Appendix A: Serialization format for an EWAH bitmap

Ewah bitmaps are serialized in the same protocol as the JAVAEWAH library, making them backwards compatible with the JGit implementation:

  • 4-byte number of bits of the resulting UNCOMPRESSED bitmap

  • 4-byte number of words of the COMPRESSED bitmap, when stored

  • N x 8-byte words, as specified by the previous field

    This is the actual content of the compressed bitmap.
  • 4-byte position of the current RLW for the compressed bitmap

All words are stored in network byte order for their corresponding sizes.

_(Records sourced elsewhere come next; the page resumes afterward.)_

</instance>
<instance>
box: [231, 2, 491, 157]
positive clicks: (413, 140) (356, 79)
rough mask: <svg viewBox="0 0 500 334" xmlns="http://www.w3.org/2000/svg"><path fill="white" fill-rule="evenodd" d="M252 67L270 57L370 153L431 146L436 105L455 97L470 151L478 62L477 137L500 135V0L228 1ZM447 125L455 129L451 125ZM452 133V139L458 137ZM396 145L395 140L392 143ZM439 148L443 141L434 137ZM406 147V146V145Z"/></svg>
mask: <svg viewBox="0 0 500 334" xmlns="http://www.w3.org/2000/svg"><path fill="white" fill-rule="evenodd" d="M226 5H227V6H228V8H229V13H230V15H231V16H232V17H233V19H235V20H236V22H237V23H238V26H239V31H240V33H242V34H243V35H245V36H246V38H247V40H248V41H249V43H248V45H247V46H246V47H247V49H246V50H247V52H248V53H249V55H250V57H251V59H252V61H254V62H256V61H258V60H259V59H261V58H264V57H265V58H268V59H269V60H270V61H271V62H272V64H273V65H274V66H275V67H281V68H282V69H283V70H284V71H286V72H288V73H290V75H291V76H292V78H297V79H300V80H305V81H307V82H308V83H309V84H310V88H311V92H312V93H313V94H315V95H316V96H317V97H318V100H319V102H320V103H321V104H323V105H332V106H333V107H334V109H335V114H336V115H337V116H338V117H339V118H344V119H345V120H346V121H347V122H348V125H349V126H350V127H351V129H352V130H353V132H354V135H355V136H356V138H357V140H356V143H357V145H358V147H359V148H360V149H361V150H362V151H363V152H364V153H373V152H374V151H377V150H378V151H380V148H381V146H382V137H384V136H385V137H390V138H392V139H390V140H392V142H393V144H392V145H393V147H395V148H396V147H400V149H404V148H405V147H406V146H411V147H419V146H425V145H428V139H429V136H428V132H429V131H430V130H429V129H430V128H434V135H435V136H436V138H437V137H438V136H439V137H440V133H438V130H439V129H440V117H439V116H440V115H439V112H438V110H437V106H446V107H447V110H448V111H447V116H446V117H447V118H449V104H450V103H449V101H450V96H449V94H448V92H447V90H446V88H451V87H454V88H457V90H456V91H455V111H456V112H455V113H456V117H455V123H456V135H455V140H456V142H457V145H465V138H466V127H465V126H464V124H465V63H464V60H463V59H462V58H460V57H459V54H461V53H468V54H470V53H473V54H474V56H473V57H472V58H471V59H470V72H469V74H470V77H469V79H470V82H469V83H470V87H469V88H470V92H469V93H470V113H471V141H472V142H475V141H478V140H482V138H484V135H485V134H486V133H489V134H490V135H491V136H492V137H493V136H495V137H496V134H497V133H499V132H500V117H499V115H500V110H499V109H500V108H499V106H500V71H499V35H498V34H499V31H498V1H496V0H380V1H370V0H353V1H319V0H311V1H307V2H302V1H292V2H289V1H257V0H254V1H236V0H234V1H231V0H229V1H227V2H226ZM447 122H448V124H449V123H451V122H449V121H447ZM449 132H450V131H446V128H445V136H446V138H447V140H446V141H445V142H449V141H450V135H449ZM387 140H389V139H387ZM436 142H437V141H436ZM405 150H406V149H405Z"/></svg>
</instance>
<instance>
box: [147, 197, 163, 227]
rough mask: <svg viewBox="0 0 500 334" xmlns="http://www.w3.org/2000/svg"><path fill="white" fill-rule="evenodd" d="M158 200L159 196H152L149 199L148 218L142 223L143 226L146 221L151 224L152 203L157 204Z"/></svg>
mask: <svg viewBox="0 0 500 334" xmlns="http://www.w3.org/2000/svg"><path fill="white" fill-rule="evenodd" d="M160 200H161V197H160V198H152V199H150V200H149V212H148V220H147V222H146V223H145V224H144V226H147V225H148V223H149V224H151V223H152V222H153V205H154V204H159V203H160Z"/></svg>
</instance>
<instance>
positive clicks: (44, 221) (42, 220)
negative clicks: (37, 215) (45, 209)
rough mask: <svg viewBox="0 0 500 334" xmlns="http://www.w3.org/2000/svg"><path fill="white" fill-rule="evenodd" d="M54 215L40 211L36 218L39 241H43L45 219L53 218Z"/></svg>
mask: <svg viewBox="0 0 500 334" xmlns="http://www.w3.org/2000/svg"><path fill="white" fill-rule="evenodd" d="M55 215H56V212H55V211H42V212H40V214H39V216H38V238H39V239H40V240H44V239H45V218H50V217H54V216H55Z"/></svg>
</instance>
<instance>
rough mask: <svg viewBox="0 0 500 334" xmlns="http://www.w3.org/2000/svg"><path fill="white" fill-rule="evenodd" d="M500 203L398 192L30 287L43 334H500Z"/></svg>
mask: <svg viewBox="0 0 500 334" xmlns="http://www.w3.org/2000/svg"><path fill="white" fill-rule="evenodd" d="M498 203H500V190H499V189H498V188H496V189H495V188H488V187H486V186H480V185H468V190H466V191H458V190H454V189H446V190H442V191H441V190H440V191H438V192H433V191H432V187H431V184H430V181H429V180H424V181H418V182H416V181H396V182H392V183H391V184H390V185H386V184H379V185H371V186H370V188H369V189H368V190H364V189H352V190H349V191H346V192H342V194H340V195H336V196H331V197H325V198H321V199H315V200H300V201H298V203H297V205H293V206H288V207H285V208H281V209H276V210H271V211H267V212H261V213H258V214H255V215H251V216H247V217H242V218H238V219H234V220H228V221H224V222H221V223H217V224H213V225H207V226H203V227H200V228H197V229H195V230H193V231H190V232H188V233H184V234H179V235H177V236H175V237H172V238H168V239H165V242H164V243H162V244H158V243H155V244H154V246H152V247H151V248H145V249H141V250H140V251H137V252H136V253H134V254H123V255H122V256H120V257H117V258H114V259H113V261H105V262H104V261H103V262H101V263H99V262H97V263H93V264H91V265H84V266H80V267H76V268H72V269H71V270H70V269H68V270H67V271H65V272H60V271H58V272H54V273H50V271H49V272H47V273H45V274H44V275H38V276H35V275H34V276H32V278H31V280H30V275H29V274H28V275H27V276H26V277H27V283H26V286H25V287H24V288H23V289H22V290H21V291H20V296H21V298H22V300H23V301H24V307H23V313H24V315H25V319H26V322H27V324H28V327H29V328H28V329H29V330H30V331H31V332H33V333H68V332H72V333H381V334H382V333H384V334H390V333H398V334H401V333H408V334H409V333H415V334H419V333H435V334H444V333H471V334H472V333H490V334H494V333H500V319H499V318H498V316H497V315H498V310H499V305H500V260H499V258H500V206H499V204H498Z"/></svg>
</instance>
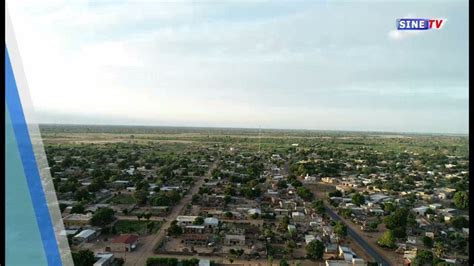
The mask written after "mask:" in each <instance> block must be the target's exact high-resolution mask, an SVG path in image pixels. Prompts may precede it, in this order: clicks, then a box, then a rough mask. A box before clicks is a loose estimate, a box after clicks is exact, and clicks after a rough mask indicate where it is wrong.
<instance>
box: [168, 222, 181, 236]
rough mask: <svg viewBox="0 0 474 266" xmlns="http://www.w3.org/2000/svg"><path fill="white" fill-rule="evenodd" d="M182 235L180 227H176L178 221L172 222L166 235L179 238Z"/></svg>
mask: <svg viewBox="0 0 474 266" xmlns="http://www.w3.org/2000/svg"><path fill="white" fill-rule="evenodd" d="M182 233H183V229H181V227H180V226H179V225H178V221H176V220H174V221H172V222H171V225H170V227H169V228H168V234H169V235H170V236H179V235H181V234H182Z"/></svg>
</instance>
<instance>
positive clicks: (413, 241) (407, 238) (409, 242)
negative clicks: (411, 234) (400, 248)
mask: <svg viewBox="0 0 474 266" xmlns="http://www.w3.org/2000/svg"><path fill="white" fill-rule="evenodd" d="M416 242H417V238H416V236H408V237H407V244H412V245H416Z"/></svg>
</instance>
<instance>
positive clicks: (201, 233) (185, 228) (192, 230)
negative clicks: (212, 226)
mask: <svg viewBox="0 0 474 266" xmlns="http://www.w3.org/2000/svg"><path fill="white" fill-rule="evenodd" d="M205 228H206V227H205V226H204V225H186V226H184V233H192V234H202V233H203V232H204V229H205Z"/></svg>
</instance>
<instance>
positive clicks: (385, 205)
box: [383, 202, 396, 213]
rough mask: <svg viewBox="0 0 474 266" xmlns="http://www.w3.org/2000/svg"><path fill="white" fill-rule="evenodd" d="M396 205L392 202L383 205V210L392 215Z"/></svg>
mask: <svg viewBox="0 0 474 266" xmlns="http://www.w3.org/2000/svg"><path fill="white" fill-rule="evenodd" d="M395 209H396V208H395V204H393V203H391V202H387V203H385V204H384V205H383V210H384V211H386V212H388V213H392V212H394V211H395Z"/></svg>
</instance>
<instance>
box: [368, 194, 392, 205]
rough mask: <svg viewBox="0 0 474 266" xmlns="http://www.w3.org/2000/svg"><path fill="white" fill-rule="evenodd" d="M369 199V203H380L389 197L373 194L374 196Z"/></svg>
mask: <svg viewBox="0 0 474 266" xmlns="http://www.w3.org/2000/svg"><path fill="white" fill-rule="evenodd" d="M369 198H370V201H372V202H373V203H380V202H383V201H385V200H388V199H389V198H390V197H389V196H387V195H385V194H382V193H375V194H372V195H370V196H369Z"/></svg>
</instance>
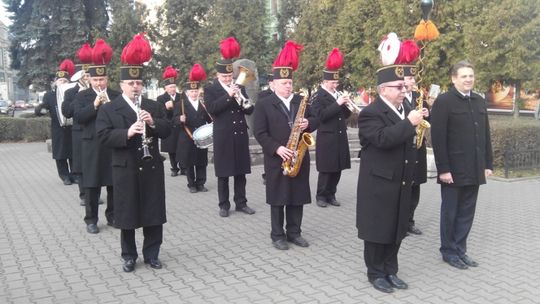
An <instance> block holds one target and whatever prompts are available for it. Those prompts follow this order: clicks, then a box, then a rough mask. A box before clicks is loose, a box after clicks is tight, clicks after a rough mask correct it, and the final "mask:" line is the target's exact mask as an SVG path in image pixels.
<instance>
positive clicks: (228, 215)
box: [219, 209, 229, 217]
mask: <svg viewBox="0 0 540 304" xmlns="http://www.w3.org/2000/svg"><path fill="white" fill-rule="evenodd" d="M219 216H221V217H227V216H229V210H227V209H219Z"/></svg>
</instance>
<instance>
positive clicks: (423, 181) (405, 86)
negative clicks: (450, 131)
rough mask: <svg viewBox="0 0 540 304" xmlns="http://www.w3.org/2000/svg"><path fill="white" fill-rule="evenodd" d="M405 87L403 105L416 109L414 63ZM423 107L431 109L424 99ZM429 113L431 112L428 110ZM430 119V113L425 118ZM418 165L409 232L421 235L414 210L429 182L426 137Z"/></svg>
mask: <svg viewBox="0 0 540 304" xmlns="http://www.w3.org/2000/svg"><path fill="white" fill-rule="evenodd" d="M404 71H405V77H404V80H405V87H406V89H407V92H405V100H404V101H403V105H404V106H405V107H408V108H409V109H415V108H416V106H417V102H418V98H419V97H420V94H419V93H418V92H417V91H415V90H414V89H415V87H416V80H415V78H414V76H415V73H416V66H414V65H405V66H404ZM422 108H426V109H428V111H429V105H428V103H427V102H426V101H425V100H424V101H422ZM428 113H429V112H428ZM425 120H428V121H429V114H428V116H427V117H426V118H425ZM416 153H417V154H416V167H415V170H414V177H413V185H412V189H411V214H410V216H409V229H408V232H409V233H411V234H416V235H420V234H422V230H420V229H419V228H418V227H416V225H415V222H414V212H415V210H416V207H418V202H419V201H420V185H421V184H424V183H426V182H427V160H426V139H425V137H424V138H423V139H422V145H421V146H420V149H417V150H416Z"/></svg>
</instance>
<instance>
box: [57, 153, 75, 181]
mask: <svg viewBox="0 0 540 304" xmlns="http://www.w3.org/2000/svg"><path fill="white" fill-rule="evenodd" d="M71 166H72V164H71V158H68V159H56V171H58V176H59V177H60V179H61V180H64V179H66V178H68V179H70V178H71V172H70V171H69V168H71Z"/></svg>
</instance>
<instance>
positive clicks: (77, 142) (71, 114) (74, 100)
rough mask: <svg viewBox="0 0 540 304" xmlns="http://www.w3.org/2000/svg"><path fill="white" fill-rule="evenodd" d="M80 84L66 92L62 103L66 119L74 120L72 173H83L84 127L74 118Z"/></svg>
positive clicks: (79, 88)
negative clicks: (73, 111) (75, 101)
mask: <svg viewBox="0 0 540 304" xmlns="http://www.w3.org/2000/svg"><path fill="white" fill-rule="evenodd" d="M79 90H80V84H77V85H75V86H74V87H73V88H71V89H68V90H66V91H65V92H64V102H63V103H62V114H64V116H65V117H67V118H71V119H72V120H73V125H72V126H71V154H72V157H71V158H72V160H71V168H70V169H71V172H73V173H82V161H81V153H82V152H81V151H82V149H81V146H82V137H81V135H82V127H81V125H80V124H79V121H78V120H76V119H75V118H74V117H73V105H74V101H75V96H76V95H77V93H79Z"/></svg>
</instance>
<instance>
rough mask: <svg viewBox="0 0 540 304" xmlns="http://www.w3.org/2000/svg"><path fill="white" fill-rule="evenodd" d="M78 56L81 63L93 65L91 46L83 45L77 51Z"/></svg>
mask: <svg viewBox="0 0 540 304" xmlns="http://www.w3.org/2000/svg"><path fill="white" fill-rule="evenodd" d="M76 55H77V57H78V58H79V62H80V63H84V64H88V63H92V47H91V46H90V44H88V43H85V44H83V46H82V47H81V48H80V49H79V50H78V51H77V54H76Z"/></svg>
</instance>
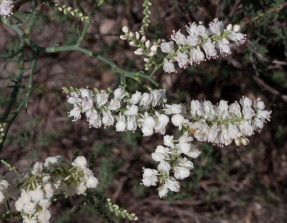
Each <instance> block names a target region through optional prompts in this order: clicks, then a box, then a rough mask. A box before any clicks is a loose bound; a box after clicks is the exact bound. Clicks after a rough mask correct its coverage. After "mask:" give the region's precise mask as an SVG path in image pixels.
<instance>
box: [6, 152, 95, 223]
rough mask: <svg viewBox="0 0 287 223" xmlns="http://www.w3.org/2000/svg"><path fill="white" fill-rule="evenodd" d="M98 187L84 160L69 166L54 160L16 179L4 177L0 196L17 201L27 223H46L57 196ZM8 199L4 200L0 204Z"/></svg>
mask: <svg viewBox="0 0 287 223" xmlns="http://www.w3.org/2000/svg"><path fill="white" fill-rule="evenodd" d="M9 179H10V180H9ZM12 179H13V180H12ZM6 180H7V181H6ZM9 181H11V182H9ZM13 181H14V182H13ZM15 181H16V182H15ZM8 182H9V183H8ZM97 184H98V180H97V178H95V177H94V176H93V172H92V171H91V170H90V169H89V168H88V167H87V161H86V159H85V157H83V156H78V157H77V158H76V159H75V160H74V161H73V162H69V161H67V160H65V159H64V158H62V157H61V156H55V157H48V158H47V159H46V160H45V162H44V163H41V162H37V163H35V164H34V166H33V168H32V170H31V171H30V172H28V173H27V174H23V175H20V176H18V177H15V176H14V177H13V178H12V177H6V176H5V180H2V181H1V183H0V195H2V194H5V199H7V198H9V197H10V198H11V197H13V199H15V209H16V211H17V212H19V214H20V215H21V216H22V219H23V222H24V223H37V222H39V223H47V222H49V219H50V217H51V212H50V206H51V201H52V197H53V196H54V195H59V194H65V195H66V196H72V195H74V194H84V193H85V191H86V190H87V188H96V187H97ZM9 190H10V191H13V193H12V192H10V193H9V192H8V191H9ZM3 197H4V196H3ZM17 197H18V198H17ZM5 199H4V198H2V196H1V200H0V204H1V203H3V202H4V201H5Z"/></svg>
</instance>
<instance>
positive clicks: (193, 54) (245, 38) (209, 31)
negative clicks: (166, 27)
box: [160, 19, 246, 73]
mask: <svg viewBox="0 0 287 223" xmlns="http://www.w3.org/2000/svg"><path fill="white" fill-rule="evenodd" d="M239 30H240V27H239V26H238V25H235V26H234V27H232V25H231V24H229V25H228V26H227V28H226V29H224V25H223V23H222V22H221V21H219V20H218V19H214V20H213V22H211V23H209V28H206V27H205V26H204V25H203V24H202V23H201V22H200V23H199V24H198V25H197V24H196V23H191V24H189V26H187V27H186V31H187V32H188V36H185V35H184V34H182V33H181V31H180V30H179V31H177V32H174V33H173V34H172V35H171V41H169V42H165V41H163V42H162V43H161V45H160V48H161V51H162V52H163V53H166V54H167V56H166V57H165V59H164V62H163V70H164V71H165V72H167V73H173V72H176V71H175V66H174V62H177V63H178V66H179V67H180V68H186V67H187V66H188V65H197V64H200V63H201V62H202V61H205V60H209V59H214V58H217V57H218V51H219V52H220V54H221V55H223V56H225V55H228V54H230V53H231V50H230V41H233V42H236V43H237V44H243V43H244V42H245V39H246V36H245V35H244V34H242V33H240V32H239ZM175 46H177V47H175ZM175 48H176V49H175Z"/></svg>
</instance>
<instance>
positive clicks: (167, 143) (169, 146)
mask: <svg viewBox="0 0 287 223" xmlns="http://www.w3.org/2000/svg"><path fill="white" fill-rule="evenodd" d="M163 141H164V145H165V146H167V147H170V148H174V142H173V136H169V135H166V136H164V137H163Z"/></svg>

The compressed bitmap is stored in a form of run-length encoding, as follows. It consists of a concatenation of an arbitrary number of chunks. Each chunk consists of one or more 64-bit words

H  L_1  L_2  L_3 .... L_M

H is called RLW (run length word). It consists of (from lower to higher order bits):

  • 1 bit: the repeated bit B

  • 32 bits: repetition count K (unsigned)

  • 31 bits: literal word count M (unsigned)

The bitstream represented by the above chunk is then:

  • K repetitions of B

  • The bits stored in L_1 through L_M. Within a word, bits at lower order come earlier in the stream than those at higher order.

The next word after L_M (if any) must again be a RLW, for the next chunk. For efficient appending to the bitstream, the EWAH stores a pointer to the last RLW in the stream.

Appendix B: Optional Bitmap Sections

These sections may or may not be present in the .bitmap file; their presence is indicated by the header flags section described above.

Name-hash cache

If the BITMAP_OPT_HASH_CACHE flag is set, the end of the bitmap contains a cache of 32-bit values, one per object in the pack/MIDX. The value at position i is the hash of the pathname at which the `i`th object (counting in index or multi-pack index order) in the pack/MIDX can be found. This can be fed into the delta heuristics to compare objects with similar pathnames.

The hash algorithm used is:

hash = 0;
while ((c = *name++))
 if (!isspace(c))
  hash = (hash >> 2) + (c << 24);

Note that this hashing scheme is tied to the BITMAP_OPT_HASH_CACHE flag. If implementations want to choose a different hashing scheme, they are free to do so, but MUST allocate a new header flag (because comparing hashes made under two different schemes would be pointless).